When Tariffs Talk, Markets Tremble

Enterprise Value to EBITDA (EV/EBITDA) Multiples Over the Last Five Years

From April 13, 2020, through February 19, 2025,[1] the Enterprise Value (EV) to EBITDA[2] multiple for the S&P 500 increased from 12.28x to 17.33x, showing an overall increase of 41.09%.[3] Between February 19, 2025, and April 11, 2025, the EV/EBITDA multiple decreased by 10.08% to a value of 15.58x. The following chart shows the S&P 500’s EV/EBITDA multiple over the five-year period ending April 11, 2025. 

When Tariffs Talk, Markets Tremble

The EV/EBITDA multiple at the end of last year was 17.36x, which was in the 97th percentile of the EV/EBITDA multiple distribution over the last five years.  The recent value of 15.58x on April 11, 2025, is slightly above the median multiple.  The following chart shows the distribution of the S&P 500’s EV/EBITDA multiple between April13, 2020 and April 11, 2025.

When Tariffs Talk, Markets Tremble

The dramatic decline in valuation multiples from December 31, 2024, to April 11, 2025, can be seen across all the major valuation multiples. You see this in  EV/Revenue, EV/EBIT, P/E, and P/BV, as well as  across all of the industry sectors of the S&P 500.  Appendix A contains the major valuation multiples for the S&P 500 and its industry sectors as of December 31, 2024.  Additionally, it shows the rank of the industry sectors based on each valuation multiple.  Appendix B contains the same information as of April 11, 2025. 

 

Appendix C shows the percentage change in the valuation multiples from December 31, 2024, to April 11, 2025, as well as the rank of the industry sectors based on largest decline in each valuation multiple.  The IT Sector had the largest decline in all multiples, except for price to earnings (P/E) and Price to Tangible Book Value (Price/Tang BV), where the Telecom & IT Sector had the largest decrease.  The Consumer Discretionary Sector saw the next largest decline in valuation multiples.  The Energy sector saw the smallest decline in valuation multiples, while the Consumer Staples sector saw an increase in valuation multiples.
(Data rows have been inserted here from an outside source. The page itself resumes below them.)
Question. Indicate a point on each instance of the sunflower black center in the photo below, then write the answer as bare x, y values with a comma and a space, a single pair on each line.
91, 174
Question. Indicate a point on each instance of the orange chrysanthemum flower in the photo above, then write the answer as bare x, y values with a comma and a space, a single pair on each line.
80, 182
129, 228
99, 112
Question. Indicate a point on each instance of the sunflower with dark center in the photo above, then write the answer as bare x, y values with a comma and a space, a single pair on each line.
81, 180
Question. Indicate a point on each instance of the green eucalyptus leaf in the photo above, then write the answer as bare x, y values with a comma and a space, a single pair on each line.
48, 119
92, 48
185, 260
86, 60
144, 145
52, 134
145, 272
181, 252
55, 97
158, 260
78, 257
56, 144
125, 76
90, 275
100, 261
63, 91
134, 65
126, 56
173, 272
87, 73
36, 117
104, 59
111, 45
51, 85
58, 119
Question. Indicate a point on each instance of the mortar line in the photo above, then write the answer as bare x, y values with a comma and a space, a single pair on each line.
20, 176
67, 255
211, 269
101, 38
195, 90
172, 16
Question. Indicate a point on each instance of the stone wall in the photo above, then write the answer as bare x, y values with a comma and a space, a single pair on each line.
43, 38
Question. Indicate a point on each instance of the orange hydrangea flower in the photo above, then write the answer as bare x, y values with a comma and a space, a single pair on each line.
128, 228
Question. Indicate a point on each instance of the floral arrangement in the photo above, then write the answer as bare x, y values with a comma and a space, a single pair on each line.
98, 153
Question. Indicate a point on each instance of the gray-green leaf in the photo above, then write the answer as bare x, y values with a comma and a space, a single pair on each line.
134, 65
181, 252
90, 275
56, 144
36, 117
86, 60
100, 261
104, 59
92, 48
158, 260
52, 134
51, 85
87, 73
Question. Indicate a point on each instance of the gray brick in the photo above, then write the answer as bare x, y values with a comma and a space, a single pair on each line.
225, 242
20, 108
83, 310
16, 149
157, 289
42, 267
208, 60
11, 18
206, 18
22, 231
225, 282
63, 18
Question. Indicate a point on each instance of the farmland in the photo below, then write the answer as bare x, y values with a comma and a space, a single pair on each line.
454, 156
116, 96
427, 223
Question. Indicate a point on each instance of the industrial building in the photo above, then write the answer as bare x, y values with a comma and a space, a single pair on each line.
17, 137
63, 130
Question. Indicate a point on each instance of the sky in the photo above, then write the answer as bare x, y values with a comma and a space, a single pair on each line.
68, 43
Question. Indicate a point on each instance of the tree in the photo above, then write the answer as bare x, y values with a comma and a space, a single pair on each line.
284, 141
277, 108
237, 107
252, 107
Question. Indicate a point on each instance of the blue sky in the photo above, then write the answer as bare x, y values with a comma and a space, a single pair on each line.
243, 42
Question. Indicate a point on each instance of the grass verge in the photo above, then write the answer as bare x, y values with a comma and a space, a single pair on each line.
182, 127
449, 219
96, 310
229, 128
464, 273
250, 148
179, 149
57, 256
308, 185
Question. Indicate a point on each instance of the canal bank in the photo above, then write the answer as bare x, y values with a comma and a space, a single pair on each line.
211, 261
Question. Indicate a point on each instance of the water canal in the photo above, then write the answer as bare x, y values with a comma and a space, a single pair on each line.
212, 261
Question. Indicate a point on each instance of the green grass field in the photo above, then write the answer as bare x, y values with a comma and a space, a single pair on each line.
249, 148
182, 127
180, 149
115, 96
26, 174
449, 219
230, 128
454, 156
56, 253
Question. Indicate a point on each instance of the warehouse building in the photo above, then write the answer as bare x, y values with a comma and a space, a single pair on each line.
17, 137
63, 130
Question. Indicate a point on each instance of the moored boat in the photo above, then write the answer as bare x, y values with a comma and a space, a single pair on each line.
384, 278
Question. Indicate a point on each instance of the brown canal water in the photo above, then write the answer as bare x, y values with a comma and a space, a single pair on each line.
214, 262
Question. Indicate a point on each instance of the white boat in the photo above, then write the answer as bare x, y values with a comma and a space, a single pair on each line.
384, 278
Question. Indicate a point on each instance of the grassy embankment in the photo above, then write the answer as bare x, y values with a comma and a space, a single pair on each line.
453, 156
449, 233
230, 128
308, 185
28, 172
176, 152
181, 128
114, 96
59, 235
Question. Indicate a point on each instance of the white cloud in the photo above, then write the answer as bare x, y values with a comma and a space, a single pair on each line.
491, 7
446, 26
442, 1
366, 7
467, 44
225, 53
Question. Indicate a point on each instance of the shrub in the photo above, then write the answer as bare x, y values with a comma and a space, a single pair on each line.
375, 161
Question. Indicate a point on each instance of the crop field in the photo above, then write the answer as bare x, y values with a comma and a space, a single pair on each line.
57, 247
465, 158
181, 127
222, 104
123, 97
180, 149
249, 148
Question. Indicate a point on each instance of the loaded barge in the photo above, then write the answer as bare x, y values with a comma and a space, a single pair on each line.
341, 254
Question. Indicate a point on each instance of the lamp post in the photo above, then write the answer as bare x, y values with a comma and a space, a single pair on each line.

How ValueScope Can Assist in Gifting

ValueScope’s estate and gift tax services are used by hundreds of clients each year. We routinely value closely held corporations, family limited partnerships (FLPs), LLCs, stock options, and restricted stock. Fair market values are determined following the IRS’s Revenue Ruling 59-60 as well as industry standards including USPAP and SSVS. ValueScope has extensive experience in:

  • Valuations of closely held interests
  • Discount studies related to discounts for lack of control, lack of marketability, and built-in gains discounts
  • Hard-to-value assets such as GRATs, undivided interests in real estate, stock options, and restricted stock for transfer purposes

ValueScope’s professionals have the experience and credentials to support key valuation positions for tax matters. Our team of experts have given adept testimony in federal income tax and estate matters. Additionally, our balanced approach of working with the Internal Revenue Service, the Department of Justice, and numerous taxpayers provides an opinion that is credible and supportable to triers of fact.

Conclusion

The significant recent decline in valuation multiples provides an opportunity to gift assets at lower values than previously possible.  Given the additional uncertainty surrounding the recent tariffs and what may happen to the estate and gift tax exemption levels, it may very well be an opportune time to gift.